Читаем «Шоа» во Львове полностью

На проходной бойни при входе мой портфель демонстративно-тщательно проверяла охрана, даже заглядывали в кастрюльку, зато на выходе, согласно договоренности, не заглядывали в него совсем, хотя он был заполнен товаром. За воротами городской бойни самыми опасными для меня были первых три десятка метров к ближайшей трамвайной остановке, потому что каждая личность с багажом вызывала у полиции интерес. Я с нетерпением ожидал приезда трамвая, чтобы раствориться в нем среди пассажиров. Задняя площадка тогдашних трамваев имела с трех сторон сплошную деревянную скамейку. Садясь обязательно на заднюю скамью, я сразу заталкивал тяжелый портфель под нее и прикрывал его ногами. Часто на следующей остановке в вагон заглядывали жандармы, которые забирали людей с подозрительным багажом, однако на мой портфель ни разу внимания не обратили. Портфель был счастливым. На всякий случай, я имел заготовленную легенду, мол, портфель не мой, я его случайно нашел. Спасение по сомнительной легенде было на самом деле тоже сомнительным. Если бы меня поймали немецкие жандармы с вынесенным мясом, не обошлось бы без сильного избиения — от гестаповцев ожидали всего. Если бы с этим поймали отца — запроторили бы в концлагерь или расстреляли. Но другого выхода в голодное лихолетье не было: кое-кто из городских подростков, рискуя, должен был помогать содержать семью. Именно подростки могли незаметно куда-нибудь проникнуть и сделать то, чего не могли взрослые.

Я уже вспоминал, что в городе остро не хватало топлива. Стараясь помочь родителям, подростки везде лазили в поисках дров, проявляя при этом удивительную сообразительность. Сразу за Оперным театром и в районах, прилегающих к улице Жовковской, попадались разрушенные (войной и временем) очень старые дома, которые в повседневной речи называли латинским словом «рудеры». Из таких «рудеров» подростки украдкой вытаскивали различные деревянные предметы, включительно с большими поленьями. Взрослых за такой поступок могли упекти в тюрьму. Если полицаи и ловили подростка, то, отшлепав ремнем, отпускали.

Ребятам средней части города удавалось промышлять не только за дровами. Храбрецы на Клепаровском изгибе железной дороги, где поезда сбавляют скорость, взбирались в открытые вагоны, в которых перевозили уголь. На коротком отрезке пути — от Замарстыновского моста до станции Подзамче — шустрые ребята кидали на насыпь куски угля, а их сообщники подбирали выброшенное в мешки.
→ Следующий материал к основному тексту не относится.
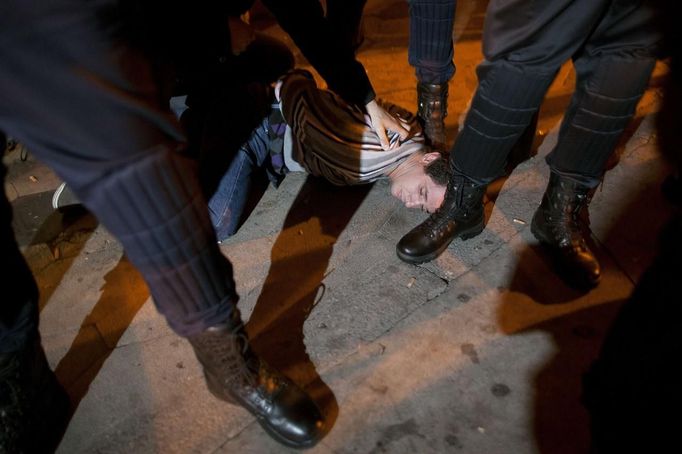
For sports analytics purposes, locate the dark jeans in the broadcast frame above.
[0,0,237,351]
[450,0,660,181]
[407,0,457,84]
[208,117,270,241]
[327,0,457,84]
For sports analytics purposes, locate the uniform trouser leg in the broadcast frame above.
[0,0,237,344]
[407,0,457,85]
[547,1,660,186]
[451,0,656,183]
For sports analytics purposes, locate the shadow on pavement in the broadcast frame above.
[247,176,372,436]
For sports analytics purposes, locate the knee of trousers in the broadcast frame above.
[567,57,655,135]
[73,147,238,335]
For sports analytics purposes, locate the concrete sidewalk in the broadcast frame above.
[4,0,673,454]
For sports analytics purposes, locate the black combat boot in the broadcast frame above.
[0,337,70,454]
[417,83,448,151]
[188,314,324,448]
[531,172,601,290]
[396,175,486,264]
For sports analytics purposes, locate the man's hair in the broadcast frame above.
[424,149,452,186]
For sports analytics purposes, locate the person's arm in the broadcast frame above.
[255,0,409,149]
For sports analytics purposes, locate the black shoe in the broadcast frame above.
[0,338,70,454]
[188,318,324,448]
[531,172,601,291]
[417,83,448,151]
[396,175,486,264]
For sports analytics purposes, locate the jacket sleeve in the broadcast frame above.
[262,0,376,109]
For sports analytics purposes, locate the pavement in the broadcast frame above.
[3,0,673,454]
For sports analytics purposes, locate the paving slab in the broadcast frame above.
[3,0,674,454]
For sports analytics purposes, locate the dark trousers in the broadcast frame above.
[327,0,457,84]
[0,0,237,351]
[407,0,457,84]
[451,0,660,182]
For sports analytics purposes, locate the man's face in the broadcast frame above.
[391,153,445,213]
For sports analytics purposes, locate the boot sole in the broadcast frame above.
[395,221,485,265]
[530,217,601,292]
[205,377,320,449]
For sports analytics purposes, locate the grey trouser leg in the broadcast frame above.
[407,0,457,84]
[0,0,237,336]
[451,0,659,181]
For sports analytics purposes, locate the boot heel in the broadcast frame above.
[460,227,483,241]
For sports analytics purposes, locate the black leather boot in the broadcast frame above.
[188,316,324,448]
[417,83,448,150]
[531,173,601,290]
[0,338,69,454]
[396,175,486,264]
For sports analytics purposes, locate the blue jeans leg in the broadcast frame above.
[208,118,269,241]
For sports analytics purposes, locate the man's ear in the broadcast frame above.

Подростки-евреи участия в этом промысле не брали: за пределами гетто они уже перестали появляться.

Практика гитлеровской расовой политики во Львове не сводилась только к созданию изолированного еврейского гетто. Расовая сегрегация, которая заключалась в отделении немецкой «расы господ» (Herrenfolk) от расово «неполноценных» (Minderwertig) народов, касалась так же украинцев и поляков. Почти на каждом шагу глаза львовян кололи надписи «Nur für Deutsche» — «Только для немцев». Самые лучшие магазины, рестораны, пивные, больницы, кинотеатры и ряд учреждений вывесили эту предупредительную для не немцев надпись. Шутники сделали «Nur für Deutsche» колкой составляющей львовской сатирической песенки про неверную девушку, которая снюхалась с немцами:

Meine liebe КаськаMeine liebe FrauЧи ти пам'ятаєш,Як я тебе мав?На вулиці КопернікаЯ тебе впізнав.На твоїх плечахЯ перечитавЩо «Nur für DeutscheIst diese Frau».[16]
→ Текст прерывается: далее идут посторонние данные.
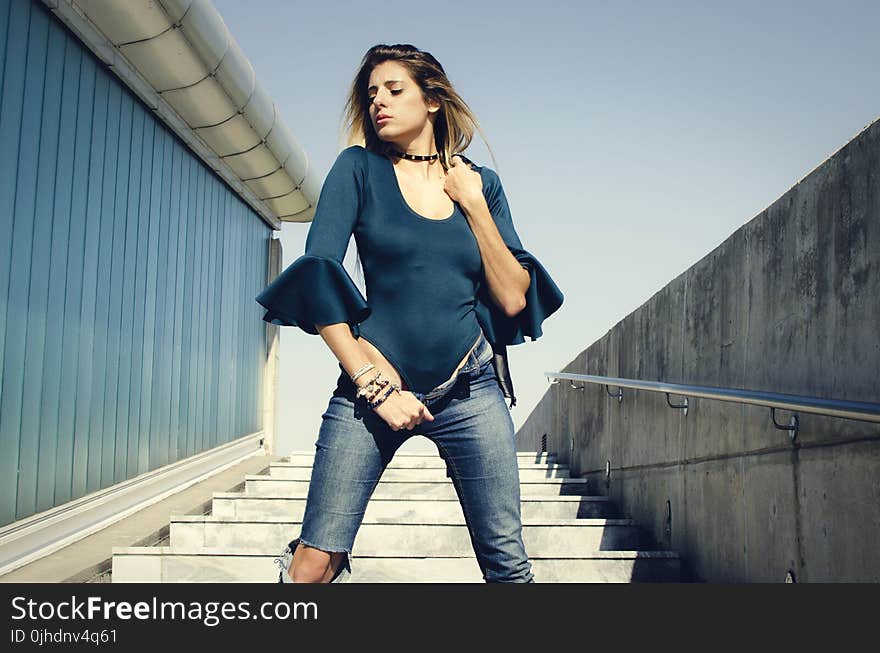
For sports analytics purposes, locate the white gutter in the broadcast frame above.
[42,0,322,229]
Наиболее львовянам это «Nur für Deutsche» допекало в трамваях — единственном общедоступном виде транспорта в городе. В мои обязанности, о чем уже говорилось, входило дважды в неделю доставлять отцу на работу обед, а от него привозить домой товар. От трамвайной остановки вблизи костела св. Эльжбеты до городской бойни, находящейся в конце Замарстынова в так называемой Гавриловке, — десять километров — кусок дороги. Прямой трамвайный маршрут немцы отменили, необходимо было в центре, вблизи постамента Яну Собесскому, пересаживаться с номера девятого на номер шестой и соответственно в обратном направлении — с шестого на девятый. Добраться до девятого номера стало нелегким делом из-за того, что «раса господ» не желала ездить вместе с расово «неполноценными» автохтонами. Каждый трамвайный вагон, а если трамвай был спаренным, то каждый первый вагон, разделили стальной цепью, обшитой кожей, на две половины. На площадке, где вагоновожатый, и на скамейках половины салона размещалось несколько немцев, случалось, что там не было ни одного, в то же время во второй половине, за цепью, — негде ногу было поставить, люди висели на подножках, а часть вообще не могла попасть в вагон.